Once upon a time, in a metaverse not-so far away, a young (ish), beautiful (?) maiden (hah!) embarked upon a journey to rediscover the magical kingdom of Second Life by transforming into a creature so formidable, so feared, that we dare only speak its name in hushed tones.
She became … a newbie.
You know, some might say I have the tiniest flair for the dramatic. ;)
And so it begins! Welcome to the blog of Miss EverAfterr Resident, my newly-born alt in Second Life. I’m a bit of a wildling in that I’ve only ever experienced Second Life on a “main” account, and mine dates back to the mid-2000s thanks to an invitation a lovely friend who was an early adopter, and later a prolific creator, in-world. I found myself charmed by its potential and possibilities, and I would visit this new Life for several long stretches over the years. But when 2015 rolled around and I found my way back again for the first time in a long while, I logged in and felt – both literally and figuratively – completely lost.
Second Life is an ever-shifting microcosm of people and places: where your favorite club from this week can disappear the next; where your friends list often becomes a monument to those who once existed, versus a testament to those who live. Some things change rapidly, and others at a seemingly glacial pace – but the evolution is always there, both behind the scenes and right up in your face. It’s exciting and confusing and endlessly compelling, but Second Life also has the ability to overwhelm even those who have been within its membership ranks for years. And so it was that I wandered around and realized that my inventory was wildly out of date, most of my many and varied landmarks no longer worked, and my friends list was populated entirely by ghosts: RL-to-SL friends who’d long stopped logging in, and souls met in-world whose profiles belied neglect, some even making it clear that they’d decided to leave this Life behind permanently.

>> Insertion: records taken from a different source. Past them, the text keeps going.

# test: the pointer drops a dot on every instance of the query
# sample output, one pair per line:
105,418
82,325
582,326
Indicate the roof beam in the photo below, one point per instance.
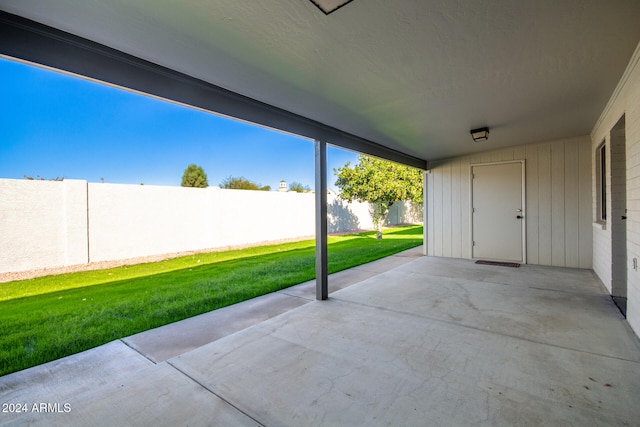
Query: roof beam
30,41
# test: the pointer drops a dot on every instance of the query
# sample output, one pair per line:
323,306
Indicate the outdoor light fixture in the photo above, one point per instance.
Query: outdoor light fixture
480,134
328,6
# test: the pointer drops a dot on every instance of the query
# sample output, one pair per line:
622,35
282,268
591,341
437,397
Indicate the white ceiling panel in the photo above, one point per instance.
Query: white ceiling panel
414,75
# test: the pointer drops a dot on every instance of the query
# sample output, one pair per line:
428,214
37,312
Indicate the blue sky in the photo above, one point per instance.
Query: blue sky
55,125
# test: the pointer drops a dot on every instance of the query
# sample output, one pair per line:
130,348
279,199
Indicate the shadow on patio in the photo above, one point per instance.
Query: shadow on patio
413,341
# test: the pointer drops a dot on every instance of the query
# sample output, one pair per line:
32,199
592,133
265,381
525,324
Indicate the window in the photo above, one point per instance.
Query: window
601,184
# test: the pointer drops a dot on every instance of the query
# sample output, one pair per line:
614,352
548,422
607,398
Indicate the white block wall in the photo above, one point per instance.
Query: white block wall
625,101
40,223
51,224
558,202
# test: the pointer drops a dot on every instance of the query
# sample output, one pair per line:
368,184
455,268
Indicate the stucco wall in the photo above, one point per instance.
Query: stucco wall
51,224
624,102
40,223
558,202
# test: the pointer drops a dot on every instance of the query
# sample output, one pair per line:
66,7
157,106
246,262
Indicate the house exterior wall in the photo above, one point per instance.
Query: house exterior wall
51,224
625,101
558,202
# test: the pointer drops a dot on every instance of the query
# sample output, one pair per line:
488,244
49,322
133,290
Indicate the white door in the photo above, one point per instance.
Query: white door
498,212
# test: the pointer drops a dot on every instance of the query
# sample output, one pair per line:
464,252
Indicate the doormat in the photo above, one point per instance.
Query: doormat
501,264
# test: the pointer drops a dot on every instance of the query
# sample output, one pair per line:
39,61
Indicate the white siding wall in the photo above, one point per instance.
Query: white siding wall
625,101
558,202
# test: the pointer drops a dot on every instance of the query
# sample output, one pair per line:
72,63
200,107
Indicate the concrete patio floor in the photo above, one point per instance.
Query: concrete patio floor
408,340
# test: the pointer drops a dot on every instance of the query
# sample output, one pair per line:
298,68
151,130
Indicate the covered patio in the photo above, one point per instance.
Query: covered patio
408,340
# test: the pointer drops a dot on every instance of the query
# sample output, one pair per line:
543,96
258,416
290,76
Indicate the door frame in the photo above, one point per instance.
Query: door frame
522,163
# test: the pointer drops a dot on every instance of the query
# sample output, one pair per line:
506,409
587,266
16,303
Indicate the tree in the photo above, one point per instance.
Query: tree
194,176
299,188
381,183
242,183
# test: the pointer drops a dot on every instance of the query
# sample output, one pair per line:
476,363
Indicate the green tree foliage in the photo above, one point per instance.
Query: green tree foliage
299,188
194,176
381,183
242,183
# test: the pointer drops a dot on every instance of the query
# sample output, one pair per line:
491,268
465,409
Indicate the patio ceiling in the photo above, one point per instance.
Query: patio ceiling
412,75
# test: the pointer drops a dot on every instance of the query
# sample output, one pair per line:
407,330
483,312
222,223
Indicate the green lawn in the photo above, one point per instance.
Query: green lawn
50,317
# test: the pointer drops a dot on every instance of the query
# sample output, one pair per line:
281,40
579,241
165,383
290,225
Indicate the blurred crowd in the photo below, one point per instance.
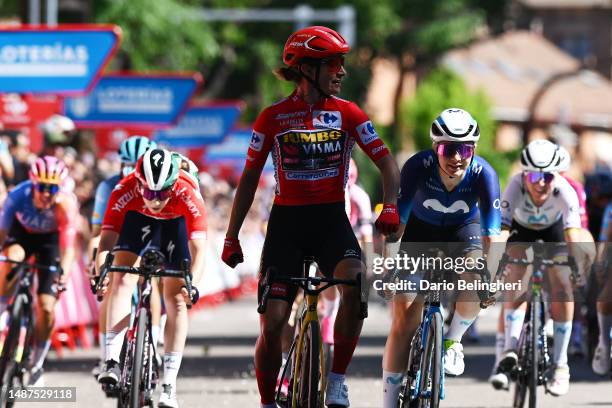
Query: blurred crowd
87,169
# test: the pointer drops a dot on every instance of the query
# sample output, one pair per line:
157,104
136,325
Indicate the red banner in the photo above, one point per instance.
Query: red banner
26,113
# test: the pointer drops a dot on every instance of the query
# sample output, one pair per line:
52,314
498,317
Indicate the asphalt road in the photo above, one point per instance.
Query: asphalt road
217,368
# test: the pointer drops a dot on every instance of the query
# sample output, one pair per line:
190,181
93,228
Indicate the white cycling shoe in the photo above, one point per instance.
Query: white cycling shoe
500,380
168,397
601,361
453,360
559,383
336,394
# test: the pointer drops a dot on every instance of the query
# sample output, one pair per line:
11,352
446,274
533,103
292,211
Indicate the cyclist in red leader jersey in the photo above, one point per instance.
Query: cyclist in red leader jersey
158,205
311,134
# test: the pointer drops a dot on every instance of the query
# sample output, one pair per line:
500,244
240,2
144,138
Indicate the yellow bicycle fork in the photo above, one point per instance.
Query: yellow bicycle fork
310,315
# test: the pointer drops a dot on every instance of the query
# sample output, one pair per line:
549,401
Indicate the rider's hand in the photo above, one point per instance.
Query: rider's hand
195,295
388,220
232,252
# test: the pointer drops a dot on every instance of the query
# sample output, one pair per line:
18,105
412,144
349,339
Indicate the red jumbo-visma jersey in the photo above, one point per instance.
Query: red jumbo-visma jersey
311,147
186,201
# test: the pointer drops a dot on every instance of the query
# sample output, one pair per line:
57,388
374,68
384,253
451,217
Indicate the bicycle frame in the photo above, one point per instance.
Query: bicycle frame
310,284
22,289
535,323
428,313
17,325
309,315
431,308
152,262
144,306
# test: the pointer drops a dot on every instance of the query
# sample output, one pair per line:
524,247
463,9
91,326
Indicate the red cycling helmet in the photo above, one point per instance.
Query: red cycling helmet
315,42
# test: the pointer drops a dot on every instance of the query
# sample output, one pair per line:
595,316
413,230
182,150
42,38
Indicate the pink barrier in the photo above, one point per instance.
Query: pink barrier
77,305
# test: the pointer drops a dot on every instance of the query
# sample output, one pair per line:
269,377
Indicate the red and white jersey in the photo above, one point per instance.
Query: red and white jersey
186,201
311,147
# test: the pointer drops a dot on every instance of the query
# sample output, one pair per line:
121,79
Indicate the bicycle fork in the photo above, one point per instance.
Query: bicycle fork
417,393
310,315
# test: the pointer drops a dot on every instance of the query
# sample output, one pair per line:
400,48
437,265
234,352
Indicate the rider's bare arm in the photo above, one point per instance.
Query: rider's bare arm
391,176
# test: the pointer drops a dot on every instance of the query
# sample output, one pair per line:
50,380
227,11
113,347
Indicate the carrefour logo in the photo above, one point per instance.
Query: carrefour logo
21,60
327,119
366,132
257,141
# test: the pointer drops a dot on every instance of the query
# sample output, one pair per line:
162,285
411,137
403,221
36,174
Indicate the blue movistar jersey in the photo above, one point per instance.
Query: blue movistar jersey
423,194
19,205
103,192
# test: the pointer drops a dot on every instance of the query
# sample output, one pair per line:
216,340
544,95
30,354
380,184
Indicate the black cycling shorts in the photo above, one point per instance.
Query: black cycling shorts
45,249
140,232
553,237
467,234
322,231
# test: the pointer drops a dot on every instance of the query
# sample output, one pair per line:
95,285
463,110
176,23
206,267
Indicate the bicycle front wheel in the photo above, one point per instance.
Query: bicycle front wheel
536,310
309,373
431,365
137,391
520,389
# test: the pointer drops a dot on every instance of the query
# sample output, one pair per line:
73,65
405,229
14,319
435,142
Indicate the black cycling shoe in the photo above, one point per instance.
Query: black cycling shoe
110,374
508,362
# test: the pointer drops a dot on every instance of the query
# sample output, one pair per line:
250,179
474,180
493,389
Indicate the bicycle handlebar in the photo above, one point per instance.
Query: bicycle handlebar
144,270
50,268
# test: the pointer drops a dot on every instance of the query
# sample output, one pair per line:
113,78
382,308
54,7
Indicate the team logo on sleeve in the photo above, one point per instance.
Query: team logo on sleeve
366,132
327,119
256,141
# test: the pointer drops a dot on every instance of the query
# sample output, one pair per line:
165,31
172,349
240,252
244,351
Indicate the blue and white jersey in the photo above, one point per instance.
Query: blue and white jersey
103,192
562,203
423,194
19,205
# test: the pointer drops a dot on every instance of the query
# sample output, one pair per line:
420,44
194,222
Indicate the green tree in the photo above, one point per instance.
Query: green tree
443,89
159,35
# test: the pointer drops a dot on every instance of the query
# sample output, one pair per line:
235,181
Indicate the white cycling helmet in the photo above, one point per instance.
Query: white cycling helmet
541,155
566,159
57,127
455,125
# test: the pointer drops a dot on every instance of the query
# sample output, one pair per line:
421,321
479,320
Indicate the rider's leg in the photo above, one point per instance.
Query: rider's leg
348,322
119,305
406,316
562,311
45,319
601,360
500,336
14,252
268,348
330,300
466,308
156,309
176,329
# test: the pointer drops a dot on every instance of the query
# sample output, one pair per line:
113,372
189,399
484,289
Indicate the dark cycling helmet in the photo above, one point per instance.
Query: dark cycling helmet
316,42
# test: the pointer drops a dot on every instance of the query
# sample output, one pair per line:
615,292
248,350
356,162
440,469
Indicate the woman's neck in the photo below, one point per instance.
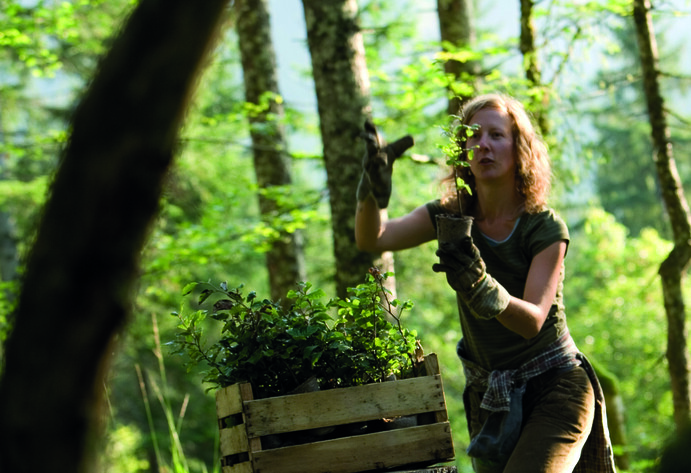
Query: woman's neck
499,205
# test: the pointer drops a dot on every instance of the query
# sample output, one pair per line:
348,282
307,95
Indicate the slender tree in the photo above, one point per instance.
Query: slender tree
457,29
673,269
81,271
342,86
531,65
284,260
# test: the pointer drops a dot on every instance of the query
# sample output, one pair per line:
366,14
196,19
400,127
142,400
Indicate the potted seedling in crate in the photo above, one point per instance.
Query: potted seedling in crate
316,386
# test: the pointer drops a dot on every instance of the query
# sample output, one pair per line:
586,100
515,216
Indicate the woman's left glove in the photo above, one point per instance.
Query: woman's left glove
466,273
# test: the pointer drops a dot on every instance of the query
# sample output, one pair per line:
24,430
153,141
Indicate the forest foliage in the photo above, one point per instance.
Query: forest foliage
208,229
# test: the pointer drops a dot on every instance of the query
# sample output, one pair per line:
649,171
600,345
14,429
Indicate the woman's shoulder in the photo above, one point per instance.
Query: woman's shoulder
541,229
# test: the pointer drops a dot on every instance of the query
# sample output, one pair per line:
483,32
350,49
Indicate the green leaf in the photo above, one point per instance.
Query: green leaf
188,288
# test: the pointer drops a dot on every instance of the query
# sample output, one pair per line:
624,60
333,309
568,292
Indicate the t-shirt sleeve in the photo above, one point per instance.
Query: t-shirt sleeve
543,230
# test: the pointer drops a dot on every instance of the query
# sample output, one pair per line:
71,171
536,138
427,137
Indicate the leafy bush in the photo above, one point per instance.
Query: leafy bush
343,342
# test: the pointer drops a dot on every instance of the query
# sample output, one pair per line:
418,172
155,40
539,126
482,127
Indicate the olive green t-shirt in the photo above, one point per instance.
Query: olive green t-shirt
488,342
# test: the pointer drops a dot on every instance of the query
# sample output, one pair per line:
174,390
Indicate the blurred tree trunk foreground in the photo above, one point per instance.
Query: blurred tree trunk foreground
673,269
341,80
81,271
284,260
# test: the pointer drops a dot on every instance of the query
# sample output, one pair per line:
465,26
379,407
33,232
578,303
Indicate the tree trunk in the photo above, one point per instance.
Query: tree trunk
531,66
673,269
284,260
76,292
342,85
456,25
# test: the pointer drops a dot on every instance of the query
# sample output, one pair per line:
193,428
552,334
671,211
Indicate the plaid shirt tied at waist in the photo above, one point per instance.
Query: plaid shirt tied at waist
597,455
498,383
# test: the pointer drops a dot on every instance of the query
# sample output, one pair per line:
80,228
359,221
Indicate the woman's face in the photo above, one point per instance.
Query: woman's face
493,154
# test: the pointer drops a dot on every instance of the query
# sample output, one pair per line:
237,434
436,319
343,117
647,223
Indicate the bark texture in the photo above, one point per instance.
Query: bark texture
531,65
673,269
284,260
456,26
76,292
342,86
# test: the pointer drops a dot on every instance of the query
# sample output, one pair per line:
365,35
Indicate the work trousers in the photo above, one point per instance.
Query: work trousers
558,413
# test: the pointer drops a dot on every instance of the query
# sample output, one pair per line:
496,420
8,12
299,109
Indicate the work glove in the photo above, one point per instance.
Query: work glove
466,273
377,165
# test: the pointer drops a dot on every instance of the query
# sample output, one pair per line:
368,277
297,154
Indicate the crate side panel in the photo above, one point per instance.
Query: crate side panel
429,443
344,405
233,440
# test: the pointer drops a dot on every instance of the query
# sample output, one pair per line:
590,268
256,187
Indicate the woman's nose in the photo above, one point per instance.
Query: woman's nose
482,141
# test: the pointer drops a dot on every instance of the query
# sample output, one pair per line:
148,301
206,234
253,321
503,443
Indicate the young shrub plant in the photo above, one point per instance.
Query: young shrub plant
454,149
280,347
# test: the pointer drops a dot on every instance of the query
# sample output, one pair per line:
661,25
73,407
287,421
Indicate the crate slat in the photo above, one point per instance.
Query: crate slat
245,467
342,406
429,443
233,440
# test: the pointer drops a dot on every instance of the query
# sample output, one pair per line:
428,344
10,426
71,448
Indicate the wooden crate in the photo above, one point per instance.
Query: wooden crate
245,445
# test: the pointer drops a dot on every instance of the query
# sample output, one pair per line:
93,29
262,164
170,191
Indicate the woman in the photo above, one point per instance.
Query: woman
531,398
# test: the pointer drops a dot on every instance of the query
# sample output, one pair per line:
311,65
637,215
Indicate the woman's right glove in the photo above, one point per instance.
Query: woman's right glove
466,273
377,165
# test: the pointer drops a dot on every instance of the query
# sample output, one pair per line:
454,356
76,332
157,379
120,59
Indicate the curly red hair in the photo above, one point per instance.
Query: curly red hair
533,169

To any brand new members who may be reading this, please don’t let the transient and transitional nature of Second Life be a dissuasion to you. The reality is that SL is many things to many people (“Your world, your imagination” is the tagline, after all) – it just happens that a place of permanence isn’t always one of those things. But the good news is that the world is always ripe for reinvention, and that’s exactly what I decided to do: to explore, and begin to once again adore, this long-time fascination of mine with a fresh perspective and a fresh start.
So today, EverAfterr Resident was born.
And a blog as well, because why not? My own RSS feed reader is subscribed to over 80 Second Life related blogs (yes, I’m proudly geeklicious), and as a long-time lover of writing and words, I liked the idea of having a touchstone to share my thoughts, experiences and adventures as a “veteran rookie” back in the metaverse. I hope my adventures make for interesting reads for both new and long-time residents alike, and comments are always welcome. Thank you for coming along for the ride!